Title: Resolving Plant Taxon Names Using the Australian Plant Census
Version: 1.1.3
Description: The process of resolving taxon names is necessary when working with biodiversity data. 'APCalign' uses the Australian Plant Census (APC) and the Australian Plant Name Index (APNI) to align and update plant taxon names to current, accepted standards. 'APCalign' also supplies information about the established status of plant taxa across different states/territories.
License: MIT + file LICENSE
Encoding: UTF-8
Language: en
LazyData: true
Depends: R (≥ 4.1.0),
Imports: readr, purrr, dplyr, stringr, stringi, stringdist, crayon, httr, jsonlite, curl, arrow, rlang
Suggests: janitor, tidyr, covr, knitr, rmarkdown, kableExtra, here, testthat (≥ 3.0.0)
RoxygenNote: 7.3.2
Config/testthat/edition: 3
VignetteBuilder: knitr
URL: https://traitecoevo.github.io/APCalign/, https://github.com/traitecoevo/APCalign
BugReports: https://github.com/traitecoevo/APCalign/issues
NeedsCompilation: no
Packaged: 2025-02-11 00:01:38 UTC; dfalster
Author: Daniel Falster ORCID iD [aut, cre, cph], Elizabeth Wenk ORCID iD [aut, ctb], Will Cornwell ORCID iD [aut, ctb], Fonti Kar ORCID iD [aut, ctb], Carl Boettiger ORCID iD [ctb]
Maintainer: Daniel Falster <daniel.falster@unsw.edu.au>
Repository: CRAN
Date/Publication: 2025-02-11 13:40:05 UTC

Standardising Taxonomic Names in Australian Plants

Description

The process of standardising taxon names is necessary when working with biodiversity data. 'APCalign' uses the Australian Plant Name Index (APNI) and the Australian Plant Census (APC) to align and update plant taxon names to current, accepted standards. 'APCalign' can also supply information about the established status of plant taxa across different states/territories.

Functions

Standarise taxon names

Established status by region

Author(s)

Maintainer: Daniel Falster daniel.falster@unsw.edu.au (ORCID) [copyright holder]

Authors:

Other contributors:

References

If you have any questions, comments or suggestions, please submit an issue at our GitHub repository

See Also

Useful links:


Align Australian plant scientific names to the APC or APNI

Description

For a list of Australian plant names, find taxonomic or scientific name alignments to the APC or APNI through standardizing formatting and fixing spelling errors.

Usage case: Users will run this function if they wish to see the details of the matching algorithms, the many output columns that the matching function compares to as it seeks the best alignment.
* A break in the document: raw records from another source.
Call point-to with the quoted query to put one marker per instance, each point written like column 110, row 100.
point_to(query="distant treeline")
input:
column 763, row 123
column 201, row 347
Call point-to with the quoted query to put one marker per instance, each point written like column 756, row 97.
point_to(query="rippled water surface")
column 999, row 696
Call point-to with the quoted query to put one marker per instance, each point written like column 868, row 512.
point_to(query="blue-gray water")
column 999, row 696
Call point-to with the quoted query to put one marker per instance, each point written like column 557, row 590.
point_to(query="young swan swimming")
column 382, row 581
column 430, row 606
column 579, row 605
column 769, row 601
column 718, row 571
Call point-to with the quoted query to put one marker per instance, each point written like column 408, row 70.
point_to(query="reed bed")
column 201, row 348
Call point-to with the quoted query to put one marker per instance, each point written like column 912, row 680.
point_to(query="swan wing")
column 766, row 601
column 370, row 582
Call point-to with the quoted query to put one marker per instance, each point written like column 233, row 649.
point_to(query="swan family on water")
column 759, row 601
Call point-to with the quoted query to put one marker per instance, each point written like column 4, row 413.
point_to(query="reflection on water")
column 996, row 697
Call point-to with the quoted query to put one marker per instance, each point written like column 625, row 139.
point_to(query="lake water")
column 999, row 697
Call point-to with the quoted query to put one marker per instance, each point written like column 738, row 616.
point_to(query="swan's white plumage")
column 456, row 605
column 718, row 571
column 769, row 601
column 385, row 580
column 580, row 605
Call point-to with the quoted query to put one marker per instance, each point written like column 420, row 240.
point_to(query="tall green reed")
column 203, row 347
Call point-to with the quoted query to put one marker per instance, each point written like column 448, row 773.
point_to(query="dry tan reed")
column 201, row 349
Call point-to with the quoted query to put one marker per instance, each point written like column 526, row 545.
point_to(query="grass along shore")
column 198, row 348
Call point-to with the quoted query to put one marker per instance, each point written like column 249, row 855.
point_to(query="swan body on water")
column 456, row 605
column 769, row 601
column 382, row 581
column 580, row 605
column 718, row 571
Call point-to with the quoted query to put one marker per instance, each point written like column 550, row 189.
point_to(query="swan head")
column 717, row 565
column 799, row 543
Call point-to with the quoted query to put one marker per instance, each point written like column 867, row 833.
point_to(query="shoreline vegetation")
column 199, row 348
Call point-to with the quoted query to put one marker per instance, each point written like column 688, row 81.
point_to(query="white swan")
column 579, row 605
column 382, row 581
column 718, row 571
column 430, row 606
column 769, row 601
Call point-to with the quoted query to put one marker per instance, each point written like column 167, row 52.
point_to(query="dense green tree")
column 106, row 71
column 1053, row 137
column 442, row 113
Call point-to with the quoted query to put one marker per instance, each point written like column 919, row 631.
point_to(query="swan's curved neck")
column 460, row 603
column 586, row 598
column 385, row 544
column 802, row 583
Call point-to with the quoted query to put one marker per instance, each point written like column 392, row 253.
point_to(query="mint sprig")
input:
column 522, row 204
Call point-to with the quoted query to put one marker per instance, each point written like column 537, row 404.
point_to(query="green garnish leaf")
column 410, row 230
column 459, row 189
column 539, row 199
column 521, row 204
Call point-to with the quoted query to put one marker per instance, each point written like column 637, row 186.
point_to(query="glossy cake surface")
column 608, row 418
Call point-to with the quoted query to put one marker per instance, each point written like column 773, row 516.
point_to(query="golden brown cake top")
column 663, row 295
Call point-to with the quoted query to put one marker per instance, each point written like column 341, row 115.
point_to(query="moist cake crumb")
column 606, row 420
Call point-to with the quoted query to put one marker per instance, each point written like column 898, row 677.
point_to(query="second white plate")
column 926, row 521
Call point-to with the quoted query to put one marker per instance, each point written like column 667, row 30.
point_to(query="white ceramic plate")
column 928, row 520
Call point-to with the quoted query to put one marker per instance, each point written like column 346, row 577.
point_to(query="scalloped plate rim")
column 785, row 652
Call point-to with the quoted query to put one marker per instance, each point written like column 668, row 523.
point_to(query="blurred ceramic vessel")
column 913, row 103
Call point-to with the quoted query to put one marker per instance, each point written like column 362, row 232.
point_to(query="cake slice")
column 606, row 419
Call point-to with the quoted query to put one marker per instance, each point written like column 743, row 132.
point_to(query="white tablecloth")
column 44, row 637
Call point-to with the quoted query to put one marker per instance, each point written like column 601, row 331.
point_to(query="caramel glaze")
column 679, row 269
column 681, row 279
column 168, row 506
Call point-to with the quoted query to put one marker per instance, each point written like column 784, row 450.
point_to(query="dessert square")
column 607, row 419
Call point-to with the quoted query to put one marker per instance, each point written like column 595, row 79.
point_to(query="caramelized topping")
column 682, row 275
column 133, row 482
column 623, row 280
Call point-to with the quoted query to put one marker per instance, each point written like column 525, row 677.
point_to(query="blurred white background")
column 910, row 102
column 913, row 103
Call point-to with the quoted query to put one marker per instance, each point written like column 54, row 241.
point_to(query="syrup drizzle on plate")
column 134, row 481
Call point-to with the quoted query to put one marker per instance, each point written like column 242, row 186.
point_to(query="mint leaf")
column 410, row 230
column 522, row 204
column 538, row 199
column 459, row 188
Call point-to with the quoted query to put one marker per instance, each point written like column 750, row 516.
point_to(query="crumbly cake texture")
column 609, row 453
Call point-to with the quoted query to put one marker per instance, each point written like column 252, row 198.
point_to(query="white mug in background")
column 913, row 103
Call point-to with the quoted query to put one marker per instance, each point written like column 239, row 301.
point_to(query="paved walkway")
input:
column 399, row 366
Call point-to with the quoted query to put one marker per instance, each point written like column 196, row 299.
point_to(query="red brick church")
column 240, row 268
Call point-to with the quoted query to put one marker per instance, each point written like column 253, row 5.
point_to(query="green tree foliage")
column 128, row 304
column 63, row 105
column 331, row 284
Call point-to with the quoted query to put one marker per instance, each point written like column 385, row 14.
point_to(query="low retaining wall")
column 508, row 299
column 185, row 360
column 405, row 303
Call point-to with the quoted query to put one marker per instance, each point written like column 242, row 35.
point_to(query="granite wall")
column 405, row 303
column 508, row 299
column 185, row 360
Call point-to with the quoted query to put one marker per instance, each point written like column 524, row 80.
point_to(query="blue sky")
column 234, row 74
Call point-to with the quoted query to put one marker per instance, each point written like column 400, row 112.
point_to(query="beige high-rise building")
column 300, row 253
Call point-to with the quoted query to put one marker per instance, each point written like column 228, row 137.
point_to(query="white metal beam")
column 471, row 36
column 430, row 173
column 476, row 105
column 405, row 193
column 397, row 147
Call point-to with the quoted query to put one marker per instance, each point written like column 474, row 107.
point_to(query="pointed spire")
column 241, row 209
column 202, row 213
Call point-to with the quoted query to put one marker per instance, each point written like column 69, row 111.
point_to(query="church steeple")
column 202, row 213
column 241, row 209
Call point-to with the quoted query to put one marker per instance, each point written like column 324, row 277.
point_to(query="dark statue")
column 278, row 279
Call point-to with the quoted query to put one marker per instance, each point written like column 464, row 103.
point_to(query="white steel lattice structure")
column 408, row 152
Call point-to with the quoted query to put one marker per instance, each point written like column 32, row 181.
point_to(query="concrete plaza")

They may also select this function if they want to adjust the “fuzziness” level for fuzzy matches, options not allowed in create_taxonomic_update_lookup. This function is the first half of create_taxonomic_update_lookup.

Usage

align_taxa(
  original_name,
  output = NULL,
  full = FALSE,
  resources = load_taxonomic_resources(),
  quiet = FALSE,
  fuzzy_abs_dist = 3,
  fuzzy_rel_dist = 0.2,
  fuzzy_matches = TRUE,
  imprecise_fuzzy_matches = FALSE,
  APNI_matches = TRUE,
  identifier = NA_character_
)

Arguments

original_name

A list of names to query for taxonomic alignments.

output

(optional) The name of the file to save the results to.

full

Parameter to determine how many columns are output

resources

the taxonomic resources used to align the taxa names. Loading this can be slow, so call load_taxonomic_resources separately to greatly speed this function up and pass the resources in.

quiet

Logical to indicate whether to display messages while aligning taxa.

fuzzy_abs_dist

The number of characters allowed to be different for a fuzzy match.

fuzzy_rel_dist

The proportion of characters allowed to be different for a fuzzy match.

fuzzy_matches

Fuzzy matches are turned on as a default. The relative and absolute distances allowed for fuzzy matches to species and infraspecific taxon names are defined by the parameters fuzzy_abs_dist and fuzzy_rel_dist

imprecise_fuzzy_matches

Imprecise fuzzy matches uses the fuzzy matching function with lenient levels set (absolute distance of 5 characters; relative distance = 0.25). It offers a way to get a wider range of possible names, possibly corresponding to very distant spelling mistakes. This is FALSE as default and all outputs should be checked as it often makes erroneous matches.

APNI_matches

Name matches to the APNI (Australian Plant Names Index) are turned on as a default.

identifier

A dataset, location or other identifier, which defaults to NA.

Details

Notes:

Value

A tibble with columns that include original_name, aligned_name, taxonomic_dataset, taxon_rank, aligned_reason, alignment_code.

See Also

load_taxonomic_resources

Other taxonomic alignment functions: create_taxonomic_update_lookup(), update_taxonomy()

Examples



resources <- load_taxonomic_resources()

# example 1
align_taxa(c("Poa annua", "Abies alba"), resources=resources)

# example 2
input <- c("Banksia serrata", "Banksia serrate", "Banksia cerrata", 
"Banksia serrrrata", "Dryandra sp.", "Banksia big red flowers")

aligned_taxa <-
  APCalign::align_taxa(
    original_name = input,
    identifier = "APCalign test",
    full = TRUE,
    resources=resources
  ) 
  




State level native and introduced origin status

Description

This function uses the taxon distribution data from the APC to determine state level native and introduced origin status.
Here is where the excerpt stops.